Wednesday, April 30, 2014

Window on Eurasia: Deeper Social Trends, Not State Policies, Affecting Fertility Rates in the Russian Federation, Demographer Says



Paul Goble

            Staunton, April 30 – Even the slightest uptick in birthrate figures in the Russian Federation is celebrated by Moscow as evidence of the efficacy of Russian government actions, but in fact a new study shows the impact of government policy on this most personal of choice is much less than many assume.

            Not only do the summary figures Moscow routinely trumpets conceal still-enormous differences among the nations of the country with non-Russian and especially non-Orthodox peoples typically still having higher fertility rates and larger growth rates because of higher ones in earlier generations, but they conceal some deeper trends that may matter even more.

            In a study, a summary of which as posted online yesterday, Yevgeny Andreyev of the Center for Demographic Research of the Russian School of Economics, calls attention to several of these trends on the basis of his study of demographic statistics in the USSR and the Russian Federation for the period of 1965 to 2012 (opec.ru/1702115.html).

            The data show, he says, that “government measures in the area of demographic policy do not always lead to a growth in the fertility rate.” Instead, at least three deeper and broader patterns are at work, patterns that the state can affect at the margins but does not seem able to change in any fundamental way.

            First, Andreyev points out, over the last few years Russia has benefitted from a worldwide trend.  Beginning in 2008, he notes, there was “a worldwide trend” away from “the super-lower fertility” of the previous decade.  “In all countries where the fertility rate was 1.2 to 1.3 children per woman, it growth began.”

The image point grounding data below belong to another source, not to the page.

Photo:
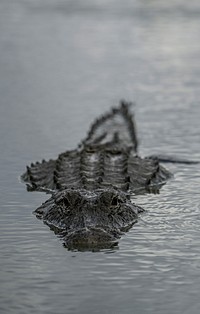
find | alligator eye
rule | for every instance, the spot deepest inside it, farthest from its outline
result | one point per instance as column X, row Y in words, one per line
column 66, row 202
column 114, row 201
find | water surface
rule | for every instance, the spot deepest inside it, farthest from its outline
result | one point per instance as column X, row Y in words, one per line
column 62, row 64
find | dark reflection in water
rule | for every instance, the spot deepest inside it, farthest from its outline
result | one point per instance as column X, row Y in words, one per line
column 62, row 64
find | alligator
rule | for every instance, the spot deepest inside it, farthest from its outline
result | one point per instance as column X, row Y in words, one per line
column 92, row 187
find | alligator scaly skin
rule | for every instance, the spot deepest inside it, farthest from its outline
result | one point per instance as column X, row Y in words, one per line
column 91, row 186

            Second, fertility patterns changed in the Russian Federation according to what the demographer calls “conformist fertility.” “In the USSR, unlike countries with a market economy, all women had a similar or almost similar number of children. Now, a polarization has begun” with women in business often having none and those not having three or even more.

            And third, other social problems, including patterns of alcohol consumption, clearly appear to have an impact on fertility rates, although the exact relationship remains a hypothetical one pending further research. Some surveys suggest that “families of men who drink have fewer children,” but one cannot yet say this is true across the entire country.

            Government policy can affect these trends at the margins, but unless that policy is far more radical than has been the case recently, it will not change them dramatically. In support of that view, Andreyev points to the impact of Gorbachev’s extremely unpopular and ill-fated anti-alcohol campaign.

            Thanks to that effort, the Soviet Union reached a fertility rate of 2.2 children per woman per lifetime, the first time it had reached replacement levels since 1963, an outcome that even pro-natalist Soviet government policies had not achieved. Another benefit of that campaign was that live expectancies reached their highest level ever – one that Russian men have not approached since.

                Andreyev says that the data do not support the frequently-advanced claims that Vladimir Putin’s maternal capital program has been responsible for the growth in fertility rates.  In fact, fertility had begun to grow “long before the December 2006 adoption of that law” and the boost in the numbers in the months following in fact reflected pre-legislative behavior.